The Government and the contractor share profit petroleum as per the formula given in the production sharing contract. As of December 31, 2011, the Government has received $80.2 million in profit petroleum share. This is in addition to $349 million as royalty on production. This is apart from income tax.
There are reports that BP differs with RIL’s assessment of D1 and D3. Is that true?
There is no question of any difference of opinion, as we are working together on all technical aspects with the common goal to maximise commercial production from the block.
Recently, approvals for the four satellite fields and declaration of commerciality for D34 fields in D6 block have been given. Does it mean that you may withdraw the arbitration notice?
These are two separate matters entirely. Let me clarify, RIL hasn’t given any arbitration notice on this issue. RIL has given an arbitration notice on a separate issue related to linking of cost recovery to actual production achieved vis-à-vis development plan production estimates. RIL insists that there is no provision in the production-sharing contract that allows the Government to do this.
Such production-linked cost recovery is nowhere applied globally, for the simple reason that any development plan provides only estimates and not commitments. Given the uncertainty of the oil and gas business, actual numbers always change.
Perception is that RIL jumped the gun as far as serving arbitration notice was concerned. What is the real provocation?
RIL and its partners have invested more than $8.5 billion of their own funds. This is not the Government’s money. In order to protect its contractual rights relating to recovery of these risk investments,
RIL has initiated arbitration proceedings as per the provisions of the production-sharing contract.
RIL has been seeking review of D6 gas pricing. Is there some difference with the Government on when the price should be reviewed?
The production-sharing contract has explicit provisions for sale of gas at the best available arm’s length price, so that it brings maximum benefit to the parties in the contract.
A contractor is bound to sell all gas at prices in accordance with the provisions of the production-sharing contract. With even APM gas selling at more than $4.2 per mmBtu and LNG selling at $14 per mmBtu, KG D6 gas prices are no longer aligned to market prices, as per the PSC.

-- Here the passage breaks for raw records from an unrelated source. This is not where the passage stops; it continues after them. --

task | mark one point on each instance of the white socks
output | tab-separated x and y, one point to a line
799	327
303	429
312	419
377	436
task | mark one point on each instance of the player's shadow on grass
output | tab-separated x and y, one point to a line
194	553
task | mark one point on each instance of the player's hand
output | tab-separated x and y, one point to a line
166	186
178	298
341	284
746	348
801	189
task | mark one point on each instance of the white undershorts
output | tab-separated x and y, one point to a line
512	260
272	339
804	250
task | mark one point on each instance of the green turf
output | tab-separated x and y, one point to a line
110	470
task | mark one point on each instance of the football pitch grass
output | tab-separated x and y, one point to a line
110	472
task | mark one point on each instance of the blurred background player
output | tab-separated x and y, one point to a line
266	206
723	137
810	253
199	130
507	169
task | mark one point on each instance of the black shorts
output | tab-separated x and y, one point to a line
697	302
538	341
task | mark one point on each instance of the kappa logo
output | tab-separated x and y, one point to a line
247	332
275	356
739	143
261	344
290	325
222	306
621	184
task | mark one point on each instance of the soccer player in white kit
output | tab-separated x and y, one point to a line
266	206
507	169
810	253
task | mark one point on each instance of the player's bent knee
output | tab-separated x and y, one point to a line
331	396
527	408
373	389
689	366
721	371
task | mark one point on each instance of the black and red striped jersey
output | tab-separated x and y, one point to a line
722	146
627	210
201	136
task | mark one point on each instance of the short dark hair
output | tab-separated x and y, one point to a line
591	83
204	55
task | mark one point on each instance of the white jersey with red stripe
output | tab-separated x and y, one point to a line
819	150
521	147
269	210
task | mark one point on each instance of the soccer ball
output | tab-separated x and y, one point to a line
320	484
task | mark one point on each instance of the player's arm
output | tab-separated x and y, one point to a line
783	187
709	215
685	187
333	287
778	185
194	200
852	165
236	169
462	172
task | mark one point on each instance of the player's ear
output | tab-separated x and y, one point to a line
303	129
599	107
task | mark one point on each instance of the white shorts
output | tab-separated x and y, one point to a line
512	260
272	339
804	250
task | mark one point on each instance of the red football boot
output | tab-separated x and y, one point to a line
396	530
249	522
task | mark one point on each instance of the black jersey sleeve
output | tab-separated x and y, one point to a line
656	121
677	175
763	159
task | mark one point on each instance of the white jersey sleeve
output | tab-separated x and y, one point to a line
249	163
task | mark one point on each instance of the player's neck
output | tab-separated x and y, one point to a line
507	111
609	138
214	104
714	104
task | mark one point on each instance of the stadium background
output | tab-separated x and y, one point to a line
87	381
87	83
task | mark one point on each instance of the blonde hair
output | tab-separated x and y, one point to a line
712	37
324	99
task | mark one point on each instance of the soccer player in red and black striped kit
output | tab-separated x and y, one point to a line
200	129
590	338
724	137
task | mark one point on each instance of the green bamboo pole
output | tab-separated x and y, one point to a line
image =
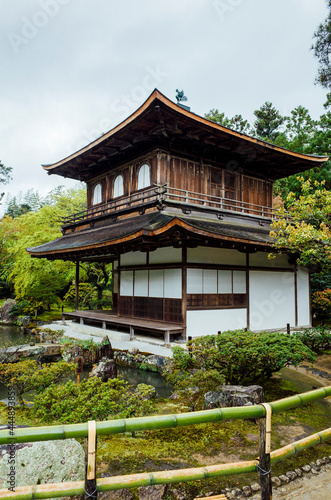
131	481
298	446
160	421
161	477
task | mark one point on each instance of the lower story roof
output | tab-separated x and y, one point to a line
149	229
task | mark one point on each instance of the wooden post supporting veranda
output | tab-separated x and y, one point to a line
264	467
77	286
91	492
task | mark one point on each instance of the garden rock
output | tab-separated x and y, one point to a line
234	395
39	351
155	362
5	310
43	462
105	370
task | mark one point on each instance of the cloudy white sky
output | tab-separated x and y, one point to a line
72	69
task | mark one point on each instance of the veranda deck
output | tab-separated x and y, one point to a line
110	318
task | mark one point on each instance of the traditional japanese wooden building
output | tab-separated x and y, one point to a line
182	207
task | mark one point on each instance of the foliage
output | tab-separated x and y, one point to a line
29	375
92	400
320	282
84	295
5	173
38	279
322	50
191	386
247	357
304	228
26	308
237	122
321	302
317	339
181	359
268	122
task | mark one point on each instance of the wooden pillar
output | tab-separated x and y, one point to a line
264	455
184	291
247	291
90	467
296	293
119	286
77	286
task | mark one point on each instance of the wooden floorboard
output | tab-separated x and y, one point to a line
112	319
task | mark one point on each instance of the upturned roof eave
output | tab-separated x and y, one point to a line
157	95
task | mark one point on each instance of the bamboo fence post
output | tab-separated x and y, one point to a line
264	454
91	492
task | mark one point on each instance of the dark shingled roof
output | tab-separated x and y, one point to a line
152	225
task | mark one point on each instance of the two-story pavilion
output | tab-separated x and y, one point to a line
182	208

Gas price, per se, has no global benchmarks, as is the case with crude oil. What, according to you, should be the actual basis of calculating gas pricing?

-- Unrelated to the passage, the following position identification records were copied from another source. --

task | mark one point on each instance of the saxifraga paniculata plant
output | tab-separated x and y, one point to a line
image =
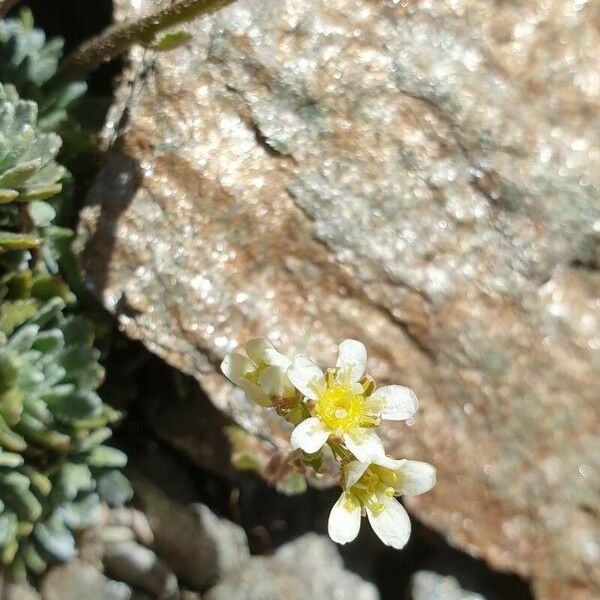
29	62
54	470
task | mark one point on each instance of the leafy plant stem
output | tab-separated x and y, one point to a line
6	5
116	39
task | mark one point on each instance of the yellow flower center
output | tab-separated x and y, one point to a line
371	489
340	408
342	405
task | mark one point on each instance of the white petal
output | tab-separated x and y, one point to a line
262	352
354	471
394	402
415	477
352	356
392	524
365	445
310	435
235	367
306	376
344	520
273	381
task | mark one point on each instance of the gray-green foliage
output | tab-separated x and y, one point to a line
55	472
30	62
54	469
28	172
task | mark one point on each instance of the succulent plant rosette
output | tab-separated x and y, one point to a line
55	472
338	411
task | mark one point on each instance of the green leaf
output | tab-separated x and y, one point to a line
81	513
81	404
18	241
114	488
105	456
41	213
10	459
72	480
8	528
55	539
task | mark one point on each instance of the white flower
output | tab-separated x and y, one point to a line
262	374
342	403
371	490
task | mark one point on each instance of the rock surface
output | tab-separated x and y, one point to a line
309	567
193	541
18	591
426	585
141	568
419	175
80	581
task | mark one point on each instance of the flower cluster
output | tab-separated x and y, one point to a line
340	409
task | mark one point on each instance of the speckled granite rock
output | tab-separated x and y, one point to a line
18	591
199	546
419	175
80	581
426	585
309	567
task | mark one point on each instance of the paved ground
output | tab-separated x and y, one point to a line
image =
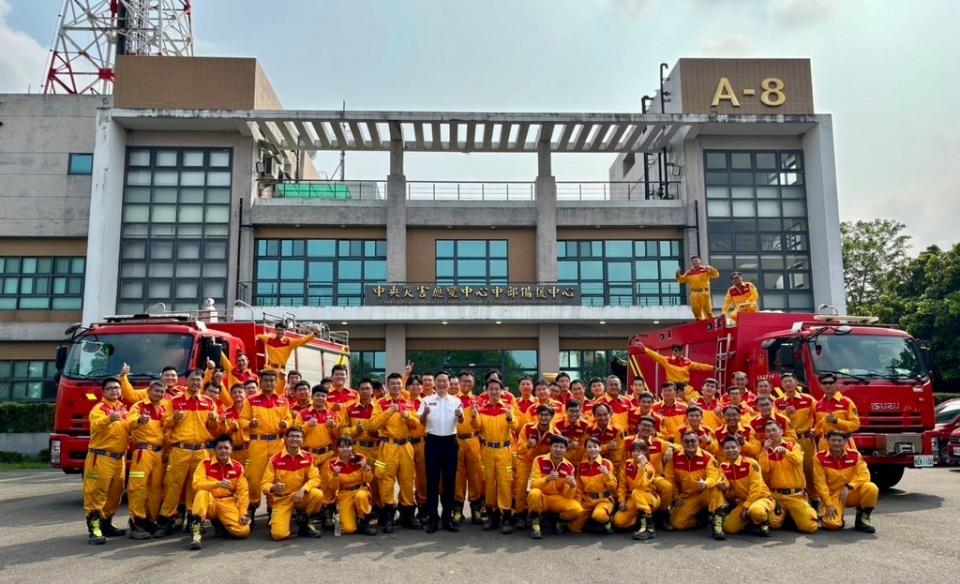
42	539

Gas has to be sold in accordance with the production-sharing contract which lays down clearly how gas prices have to be based on similar sales in the region as determined by the market. The region in which this gas is being sold is absorbing more than 50 mmscmd (more than 30 per cent of our domestic gas consumption) of LNG.

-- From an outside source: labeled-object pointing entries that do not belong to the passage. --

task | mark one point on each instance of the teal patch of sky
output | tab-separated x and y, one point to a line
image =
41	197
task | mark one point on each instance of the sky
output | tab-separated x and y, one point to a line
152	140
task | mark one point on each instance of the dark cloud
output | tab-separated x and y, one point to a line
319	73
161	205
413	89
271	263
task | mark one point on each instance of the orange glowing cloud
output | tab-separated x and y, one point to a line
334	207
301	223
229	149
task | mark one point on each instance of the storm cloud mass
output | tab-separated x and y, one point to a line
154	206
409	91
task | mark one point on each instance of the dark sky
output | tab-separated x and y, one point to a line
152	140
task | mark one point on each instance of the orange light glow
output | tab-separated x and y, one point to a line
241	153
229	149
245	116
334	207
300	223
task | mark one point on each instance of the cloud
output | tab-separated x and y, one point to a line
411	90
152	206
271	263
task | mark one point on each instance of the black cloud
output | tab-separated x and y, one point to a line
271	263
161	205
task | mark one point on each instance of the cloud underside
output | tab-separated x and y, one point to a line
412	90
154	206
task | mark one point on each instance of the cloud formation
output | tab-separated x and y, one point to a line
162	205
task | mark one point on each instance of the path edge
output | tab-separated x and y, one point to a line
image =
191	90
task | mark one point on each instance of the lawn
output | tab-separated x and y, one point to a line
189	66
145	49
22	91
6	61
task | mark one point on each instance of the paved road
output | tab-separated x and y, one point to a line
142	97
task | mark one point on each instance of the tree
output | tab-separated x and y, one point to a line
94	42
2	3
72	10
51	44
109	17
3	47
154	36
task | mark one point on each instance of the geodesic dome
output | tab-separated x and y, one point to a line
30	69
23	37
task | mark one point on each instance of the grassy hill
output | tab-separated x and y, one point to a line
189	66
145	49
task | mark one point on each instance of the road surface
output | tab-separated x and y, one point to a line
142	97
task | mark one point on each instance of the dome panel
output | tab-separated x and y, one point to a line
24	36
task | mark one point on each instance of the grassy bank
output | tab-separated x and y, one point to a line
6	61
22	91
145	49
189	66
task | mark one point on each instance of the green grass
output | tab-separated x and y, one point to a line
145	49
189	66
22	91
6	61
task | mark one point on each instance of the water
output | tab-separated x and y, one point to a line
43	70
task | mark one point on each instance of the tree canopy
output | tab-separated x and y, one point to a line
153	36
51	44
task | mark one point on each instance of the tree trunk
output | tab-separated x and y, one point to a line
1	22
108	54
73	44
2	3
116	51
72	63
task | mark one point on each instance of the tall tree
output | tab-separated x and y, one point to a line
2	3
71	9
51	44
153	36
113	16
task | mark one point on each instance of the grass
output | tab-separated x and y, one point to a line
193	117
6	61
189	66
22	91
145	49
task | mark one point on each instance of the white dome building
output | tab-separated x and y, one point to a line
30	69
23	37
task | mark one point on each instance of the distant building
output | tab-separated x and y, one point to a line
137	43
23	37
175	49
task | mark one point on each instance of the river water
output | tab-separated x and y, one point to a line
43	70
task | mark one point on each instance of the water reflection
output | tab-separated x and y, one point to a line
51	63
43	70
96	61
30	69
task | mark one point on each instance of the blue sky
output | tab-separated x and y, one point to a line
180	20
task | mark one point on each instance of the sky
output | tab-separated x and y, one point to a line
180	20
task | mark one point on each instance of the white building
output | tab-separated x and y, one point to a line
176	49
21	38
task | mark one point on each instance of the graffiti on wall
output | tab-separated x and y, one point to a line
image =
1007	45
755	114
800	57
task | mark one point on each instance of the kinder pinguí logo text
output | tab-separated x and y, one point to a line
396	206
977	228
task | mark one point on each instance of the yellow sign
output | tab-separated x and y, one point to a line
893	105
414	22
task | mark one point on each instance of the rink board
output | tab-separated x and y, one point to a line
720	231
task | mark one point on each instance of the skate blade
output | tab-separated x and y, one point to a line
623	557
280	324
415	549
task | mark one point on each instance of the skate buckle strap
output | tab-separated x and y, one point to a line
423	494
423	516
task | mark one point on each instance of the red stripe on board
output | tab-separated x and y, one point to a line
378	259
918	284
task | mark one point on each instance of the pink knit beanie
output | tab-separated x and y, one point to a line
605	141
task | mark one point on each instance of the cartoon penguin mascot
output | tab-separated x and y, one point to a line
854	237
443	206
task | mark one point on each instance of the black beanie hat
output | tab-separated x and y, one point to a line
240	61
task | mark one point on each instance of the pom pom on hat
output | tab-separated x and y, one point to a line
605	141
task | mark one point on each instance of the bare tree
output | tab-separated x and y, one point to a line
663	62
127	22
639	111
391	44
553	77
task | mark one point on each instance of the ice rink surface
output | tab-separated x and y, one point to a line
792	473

Therefore, there cannot be such a vast a hiatus between prices for a particular commodity in the market. Any market price has to be based on the opportunity cost involved. Therefore, the basis for pricing as per the PSC leaves little room for doubt.
Also, the production-sharing contractors under a particular contract are paid for crude oil at prevailing international prices.
Refineries also get paid import parity prices for their petroleum products. Then why should gas, which has a versatile use, and is environmentally a clean fuel, be discriminated against?
The recent intervention by the Government to regulate marketing margin… what is your take on that?
Marketing margin is contractually agreed between sellers and buyers to cover risks and costs associated with marketing, and with the full knowledge of the Government. Marketing margin has been around long before KG D6 gas came into the market. There cannot be different principles for its determination now.